A l’été 1944, alors que le Reich commence à se fissurer, dans le camp de concentration de Buchenwald, l’une des usines de mort nazies, Carl Vaernet, un médecin danois fanatique et monstrueux, pratique sur cinq homosexuels, puis sur dix autres, une singulière opération. Afin de les "guérir" de leur "maladie", et des mœurs "asociales" qu’elle entraîne, il leur insère dans l’abdomen une capsule de métal, une espèce de glande artificielle de testostérone censée orienter leur libido vers la "normalité", leur faire désirer des femmes. Les malheureux cobayes, porteurs du triangle rose, le pire signe d’infamie aux yeux de leurs bourreaux et même à ceux des autres déportés pour des motifs plus "nobles", en butte à encore plus de souffrances et de persécutions, ont été sélectionnés par le savant fou et ses sbires - mis à son service par Himmler lui-même, qui suivit toute l’affaire de près, jusqu’en 1945 - avec un soin tout scientifique qui fait froid dans le dos. Volontaires en échange d’une promesse de libération (jamais honorée, on s’en doute), âgés de 23 à 45 ans, de toutes origines (un ancien soldat, un moine…), sept d’entre eux sont castrés.
Selon le rapport que Vaernet, enchanté, portera en personne à son maître à Berlin, l’opération, effectuée de ses propres mains, a parfaitement réussi. Hormis deux morts (suite à une infection), tous les autres ont "rajeuni" et se sont dits désormais sexuellement attirés par les femmes. On imagine aisément les raisons de tels aveux.
Vaernet, lui, courageusement retourné dans son pays où il n’a pas été inquiété, a pu s’enfuir vers l’Argentine. Accueilli à bras ouverts par le dictateur Juan Perón, il a fini tranquillement sa vie à Buenos Aires, en 1965.

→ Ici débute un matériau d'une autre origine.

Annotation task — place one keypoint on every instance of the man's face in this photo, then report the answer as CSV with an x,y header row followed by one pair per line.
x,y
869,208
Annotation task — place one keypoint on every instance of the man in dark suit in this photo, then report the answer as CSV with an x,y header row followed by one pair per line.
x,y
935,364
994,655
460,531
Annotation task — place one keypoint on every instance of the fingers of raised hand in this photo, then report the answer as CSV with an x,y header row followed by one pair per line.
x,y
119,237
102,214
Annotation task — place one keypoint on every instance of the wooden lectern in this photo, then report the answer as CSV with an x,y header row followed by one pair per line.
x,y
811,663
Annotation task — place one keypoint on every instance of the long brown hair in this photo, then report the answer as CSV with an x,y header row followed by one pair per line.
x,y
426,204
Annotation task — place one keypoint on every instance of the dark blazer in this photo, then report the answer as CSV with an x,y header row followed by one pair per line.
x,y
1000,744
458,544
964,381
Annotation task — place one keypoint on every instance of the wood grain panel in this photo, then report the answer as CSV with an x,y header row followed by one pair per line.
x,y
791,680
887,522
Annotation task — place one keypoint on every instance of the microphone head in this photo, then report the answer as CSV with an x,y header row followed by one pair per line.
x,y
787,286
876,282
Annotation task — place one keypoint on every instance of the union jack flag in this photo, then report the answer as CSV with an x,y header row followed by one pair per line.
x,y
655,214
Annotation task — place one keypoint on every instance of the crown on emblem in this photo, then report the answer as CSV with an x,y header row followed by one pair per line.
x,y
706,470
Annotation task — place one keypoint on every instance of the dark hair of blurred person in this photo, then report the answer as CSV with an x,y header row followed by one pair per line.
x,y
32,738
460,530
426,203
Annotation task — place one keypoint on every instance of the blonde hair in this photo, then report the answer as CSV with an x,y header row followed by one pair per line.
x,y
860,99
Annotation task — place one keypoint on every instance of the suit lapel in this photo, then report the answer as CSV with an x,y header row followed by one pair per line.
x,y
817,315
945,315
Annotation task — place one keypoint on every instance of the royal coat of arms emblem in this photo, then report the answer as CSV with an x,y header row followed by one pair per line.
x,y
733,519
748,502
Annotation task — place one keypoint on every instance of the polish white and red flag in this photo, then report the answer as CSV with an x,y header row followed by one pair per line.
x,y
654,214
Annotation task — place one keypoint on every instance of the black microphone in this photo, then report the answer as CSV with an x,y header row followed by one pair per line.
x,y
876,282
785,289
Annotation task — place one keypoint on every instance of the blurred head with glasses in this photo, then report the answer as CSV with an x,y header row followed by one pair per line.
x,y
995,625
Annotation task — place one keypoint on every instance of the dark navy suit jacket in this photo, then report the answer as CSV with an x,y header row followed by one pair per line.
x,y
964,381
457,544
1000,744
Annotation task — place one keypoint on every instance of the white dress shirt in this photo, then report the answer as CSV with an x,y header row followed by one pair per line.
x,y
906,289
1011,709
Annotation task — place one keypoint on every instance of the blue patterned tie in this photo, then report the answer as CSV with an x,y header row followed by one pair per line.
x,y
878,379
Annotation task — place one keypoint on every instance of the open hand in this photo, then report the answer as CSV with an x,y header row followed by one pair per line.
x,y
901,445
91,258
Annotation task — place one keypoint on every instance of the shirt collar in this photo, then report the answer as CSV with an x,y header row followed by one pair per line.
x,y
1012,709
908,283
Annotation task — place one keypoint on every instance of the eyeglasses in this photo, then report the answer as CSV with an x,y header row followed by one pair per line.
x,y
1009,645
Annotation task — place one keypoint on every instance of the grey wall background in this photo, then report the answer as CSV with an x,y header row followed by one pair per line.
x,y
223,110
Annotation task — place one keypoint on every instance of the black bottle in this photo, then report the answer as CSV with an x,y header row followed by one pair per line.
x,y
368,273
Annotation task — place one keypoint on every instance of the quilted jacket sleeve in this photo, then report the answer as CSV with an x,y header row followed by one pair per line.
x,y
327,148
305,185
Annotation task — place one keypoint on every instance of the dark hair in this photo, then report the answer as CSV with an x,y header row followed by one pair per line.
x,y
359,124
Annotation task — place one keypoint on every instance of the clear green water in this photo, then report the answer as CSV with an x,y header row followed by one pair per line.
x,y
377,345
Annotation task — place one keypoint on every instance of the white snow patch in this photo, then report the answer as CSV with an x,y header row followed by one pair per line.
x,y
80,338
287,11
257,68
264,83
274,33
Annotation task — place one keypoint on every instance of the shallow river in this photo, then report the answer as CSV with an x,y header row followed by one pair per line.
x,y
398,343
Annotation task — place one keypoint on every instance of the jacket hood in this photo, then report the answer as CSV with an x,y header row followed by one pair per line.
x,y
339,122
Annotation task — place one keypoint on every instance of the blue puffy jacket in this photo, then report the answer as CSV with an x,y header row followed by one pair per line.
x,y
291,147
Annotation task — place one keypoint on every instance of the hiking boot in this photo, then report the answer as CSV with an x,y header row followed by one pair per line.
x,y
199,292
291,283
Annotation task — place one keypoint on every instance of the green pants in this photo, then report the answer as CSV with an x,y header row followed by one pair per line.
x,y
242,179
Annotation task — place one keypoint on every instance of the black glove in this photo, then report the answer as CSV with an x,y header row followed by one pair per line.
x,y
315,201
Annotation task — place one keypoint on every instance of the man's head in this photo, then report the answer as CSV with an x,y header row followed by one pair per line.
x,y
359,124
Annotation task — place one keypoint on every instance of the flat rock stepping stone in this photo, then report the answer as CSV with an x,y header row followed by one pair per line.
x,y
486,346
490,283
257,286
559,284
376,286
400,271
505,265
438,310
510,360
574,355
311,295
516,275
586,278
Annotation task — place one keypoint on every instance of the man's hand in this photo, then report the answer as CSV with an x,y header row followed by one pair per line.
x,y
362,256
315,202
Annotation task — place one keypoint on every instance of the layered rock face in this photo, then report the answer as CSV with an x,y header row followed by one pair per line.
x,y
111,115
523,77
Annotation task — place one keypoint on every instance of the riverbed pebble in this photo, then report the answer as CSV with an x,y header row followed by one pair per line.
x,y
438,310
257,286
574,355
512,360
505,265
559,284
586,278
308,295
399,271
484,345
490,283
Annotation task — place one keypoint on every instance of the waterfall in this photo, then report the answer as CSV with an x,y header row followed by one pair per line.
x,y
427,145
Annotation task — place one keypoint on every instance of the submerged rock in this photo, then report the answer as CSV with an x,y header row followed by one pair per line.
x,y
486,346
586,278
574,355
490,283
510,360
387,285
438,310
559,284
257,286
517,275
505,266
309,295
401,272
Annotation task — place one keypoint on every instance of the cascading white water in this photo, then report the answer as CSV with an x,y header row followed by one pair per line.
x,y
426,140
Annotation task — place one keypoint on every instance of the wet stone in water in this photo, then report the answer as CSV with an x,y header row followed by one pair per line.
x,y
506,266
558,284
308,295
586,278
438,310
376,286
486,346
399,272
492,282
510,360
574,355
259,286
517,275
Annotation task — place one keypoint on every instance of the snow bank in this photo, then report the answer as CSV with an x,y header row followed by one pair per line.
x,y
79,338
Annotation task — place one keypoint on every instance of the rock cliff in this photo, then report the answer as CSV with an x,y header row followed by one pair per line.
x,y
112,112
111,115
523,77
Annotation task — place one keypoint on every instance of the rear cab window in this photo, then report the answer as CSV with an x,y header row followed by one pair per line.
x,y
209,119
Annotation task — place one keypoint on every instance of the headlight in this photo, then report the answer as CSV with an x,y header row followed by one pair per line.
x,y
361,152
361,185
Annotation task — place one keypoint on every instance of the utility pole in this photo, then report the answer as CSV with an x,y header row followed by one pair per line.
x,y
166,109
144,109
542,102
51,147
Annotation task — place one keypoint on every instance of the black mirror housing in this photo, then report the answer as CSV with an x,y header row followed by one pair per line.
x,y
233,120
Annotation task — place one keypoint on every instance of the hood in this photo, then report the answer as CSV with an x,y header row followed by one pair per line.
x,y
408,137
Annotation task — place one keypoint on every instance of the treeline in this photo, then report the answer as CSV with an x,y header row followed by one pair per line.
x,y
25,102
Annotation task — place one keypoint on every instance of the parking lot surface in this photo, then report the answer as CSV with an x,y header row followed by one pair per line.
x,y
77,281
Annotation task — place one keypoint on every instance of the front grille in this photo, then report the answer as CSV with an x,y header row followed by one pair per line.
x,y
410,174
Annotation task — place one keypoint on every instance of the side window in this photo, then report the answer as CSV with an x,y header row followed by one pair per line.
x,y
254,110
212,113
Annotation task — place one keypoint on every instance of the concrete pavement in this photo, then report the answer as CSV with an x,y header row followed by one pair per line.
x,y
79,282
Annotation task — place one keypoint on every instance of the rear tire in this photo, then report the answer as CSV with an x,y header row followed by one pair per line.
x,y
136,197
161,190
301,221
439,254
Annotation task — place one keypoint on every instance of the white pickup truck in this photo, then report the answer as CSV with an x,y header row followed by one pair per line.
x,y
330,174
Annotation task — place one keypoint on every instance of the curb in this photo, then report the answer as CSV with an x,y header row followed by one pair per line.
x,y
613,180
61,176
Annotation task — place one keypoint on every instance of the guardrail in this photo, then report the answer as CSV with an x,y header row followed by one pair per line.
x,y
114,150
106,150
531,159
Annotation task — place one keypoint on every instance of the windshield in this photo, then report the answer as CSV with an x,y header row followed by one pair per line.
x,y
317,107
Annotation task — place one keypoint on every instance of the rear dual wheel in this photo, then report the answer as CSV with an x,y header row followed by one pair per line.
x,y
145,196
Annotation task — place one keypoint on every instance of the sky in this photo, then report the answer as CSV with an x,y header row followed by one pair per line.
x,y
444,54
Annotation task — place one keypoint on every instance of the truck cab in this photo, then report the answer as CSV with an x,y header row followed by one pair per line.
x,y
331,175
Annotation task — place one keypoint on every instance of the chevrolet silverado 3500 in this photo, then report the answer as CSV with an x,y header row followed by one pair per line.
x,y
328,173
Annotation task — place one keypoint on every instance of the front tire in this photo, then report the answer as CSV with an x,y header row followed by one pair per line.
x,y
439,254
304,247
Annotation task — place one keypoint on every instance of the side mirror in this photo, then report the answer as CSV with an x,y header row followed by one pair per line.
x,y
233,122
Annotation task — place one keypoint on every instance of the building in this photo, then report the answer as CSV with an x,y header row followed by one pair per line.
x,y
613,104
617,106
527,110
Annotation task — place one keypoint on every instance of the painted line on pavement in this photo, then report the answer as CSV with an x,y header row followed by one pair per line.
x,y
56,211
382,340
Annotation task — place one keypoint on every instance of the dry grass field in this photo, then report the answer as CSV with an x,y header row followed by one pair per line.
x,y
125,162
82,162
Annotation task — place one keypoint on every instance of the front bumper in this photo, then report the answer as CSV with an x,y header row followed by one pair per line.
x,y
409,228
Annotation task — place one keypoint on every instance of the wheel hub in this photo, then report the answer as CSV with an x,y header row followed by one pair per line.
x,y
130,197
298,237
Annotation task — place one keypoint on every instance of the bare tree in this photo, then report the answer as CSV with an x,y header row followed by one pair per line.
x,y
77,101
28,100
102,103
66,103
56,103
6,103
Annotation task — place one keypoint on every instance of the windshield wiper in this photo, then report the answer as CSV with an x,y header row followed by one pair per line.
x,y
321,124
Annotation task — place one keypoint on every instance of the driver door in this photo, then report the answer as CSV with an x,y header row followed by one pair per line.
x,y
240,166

Cet épisode, authentique mais peu connu des horreurs de la Seconde Guerre mondiale, était extrêmement délicat à mettre en roman. Olivier Charneux s’en tire avec les honneurs, qui a choisi une certaine froideur. Il retrace la trajectoire de Vaernet, depuis ses premières dérives de fils de paysan voulant "améliorer la race" jusqu’à son engagement dans les rangs des SS, avec le grade de commandant. Et explicite ses convictions, rejoignant celles d’Hitler théorisées par Himmler, que l’homosexualité ne saurait être allemande, qu’elle est une conséquence du mélange des races, notamment avec les Juifs. On connaît les ravages causés par ce concept de "pureté ethnique". Le racisme a tendance à ressurgir, ces temps-ci, ici et là, comme l’homophobie. Face à la bête immonde, le seul remède, c’est la connaissance de l’autre. Lisons Charneux. J.-C. P.